Bove E L
Section of Thoracic Surgery, C.S. Mott Children's Hospital, University of Michigan School of Medicine, Ann Arbor 48109, USA.
Semin Thorac Cardiovasc Surg. 1995 Jul;7(3):139-44.
Congenitally corrected transposition of the great arteries is an uncommon congenital heart defect that may result in symptoms by virtue of associated cardiac anomalies. Ventricular septal defect, obstruction to pulmonary blood flow, tricuspid valve regurgitation, and conduction abnormalities may be found alone or in combination. In the presence of significant obstruction to pulmonary blood flow, repair generally requires the use of an extracardiac conduit from the morphologic left (pulmonary) ventricle to the pulmonary arteries in order to avoid surgically induced complete heart block. A combined atrial inversion by the Mustard or Senning technique and Rastelli operation has been applied in order to use the morphologic left ventricle in the systemic circulation, particularly when important systemic atrioventricular valve regurgitation is present. In this repair, a conduit is then placed from the morphologic right ventricle to the pulmonary arteries. An arterial repair may be used in preference to the Rastelli technique in the absence of pulmonary stenosis, avoiding the use of a conduit. Selection and timing of the optimal surgical repair is dependent on the specific knowledge of the anatomy in each individual patient.
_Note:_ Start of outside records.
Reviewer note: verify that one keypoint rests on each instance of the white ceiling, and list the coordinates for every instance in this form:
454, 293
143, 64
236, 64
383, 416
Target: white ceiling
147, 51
先天性矫正型大动脉转位是一种罕见的先天性心脏缺陷,可能因相关心脏异常而导致症状。室间隔缺损、肺血流梗阻、三尖瓣反流和传导异常可能单独出现或合并存在。在存在严重肺血流梗阻的情况下,修复通常需要使用从形态学上的左(肺)心室到肺动脉的心外管道,以避免手术引起的完全性心脏传导阻滞。为了在体循环中使用形态学上的左心室,特别是当存在重要的体循环房室瓣反流时,已应用Mustard或Senning技术联合Rastelli手术进行心房反转。在这种修复中,然后将一根管道从形态学上的右心室放置到肺动脉。在没有肺动脉狭窄的情况下,可优先使用动脉修复而非Rastelli技术,避免使用管道。最佳手术修复的选择和时机取决于对每个患者解剖结构的具体了解。